The Indian government has officially put a hold on sugar exports for the ongoing 2023-24 season, which ends in October, leaving the industry's considerable export requests unmet. This decision is part of broader efforts to stabilise domestic sugar markets and prices.
Despite the persistent appeals from the industry, particularly from the Indian Sugar Mills Association (ISMA), the government remains firm on its stance against permitting sugar exports this season. The ISMA had proposed exporting 10 lakh tonnes, citing an anticipated healthy stockpile by the season's end. However, these plans have been shelved as the government prioritises domestic needs over international sales.
The decision comes against the backdrop of significant sugar production. By March 2023, the country's sugar production had already surpassed 30 million tonnes. The ISMA has adjusted its net production forecast for the season to 32 million tonnes, closely aligning with the government's own estimate of 31.5 to 32 million tonnes. This surplus has prompted suggestions from various industry stakeholders to allow some level of exports to prevent an overstock.

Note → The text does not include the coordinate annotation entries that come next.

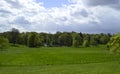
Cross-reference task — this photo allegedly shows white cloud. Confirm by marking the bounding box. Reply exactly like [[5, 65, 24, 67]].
[[0, 0, 120, 33]]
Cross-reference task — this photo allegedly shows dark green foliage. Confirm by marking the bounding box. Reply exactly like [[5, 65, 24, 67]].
[[107, 34, 120, 53], [0, 28, 112, 47], [0, 36, 9, 50]]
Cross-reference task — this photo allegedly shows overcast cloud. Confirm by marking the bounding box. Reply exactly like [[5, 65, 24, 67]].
[[0, 0, 120, 33]]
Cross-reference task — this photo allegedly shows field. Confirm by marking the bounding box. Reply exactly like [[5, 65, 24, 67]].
[[0, 45, 120, 74]]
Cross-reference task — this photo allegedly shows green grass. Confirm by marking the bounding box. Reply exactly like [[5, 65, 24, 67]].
[[0, 46, 120, 74]]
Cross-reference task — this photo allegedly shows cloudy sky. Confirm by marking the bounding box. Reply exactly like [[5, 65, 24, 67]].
[[0, 0, 120, 33]]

In light of the restrictions on sugar exports, the government is exploring alternative avenues to utilise the burgeoning stocks. One such method under consideration is allowing sugar mills to convert excess B-heavy molasses into ethanol. This not only helps in managing the sugar surplus but also supports the government's push towards biofuels, aligning with global trends towards more sustainable energy sources.
The export curbs, while aimed at ensuring domestic market stability, might pose challenges for sugar mills which could benefit from global market access, especially given the current production overruns. The industry must now navigate through these limitations, balancing between operational efficiencies and potential revenue opportunities from exports.
As the season progresses, the government's policies and the industry's response will likely evolve based on domestic consumption patterns, international market demands, and overall economic considerations. Stakeholders within the sugar industry and associated sectors should stay informed and prepared to adapt to any new regulatory changes or opportunities that may arise from the current situation.
This development highlights the dynamic nature of agricultural policies and their direct impact on both domestic economy and international trade relations. As India continues to lead as one of the major sugar producers globally, how it manages its surplus and satisfies both local and global markets remains a key area to watch.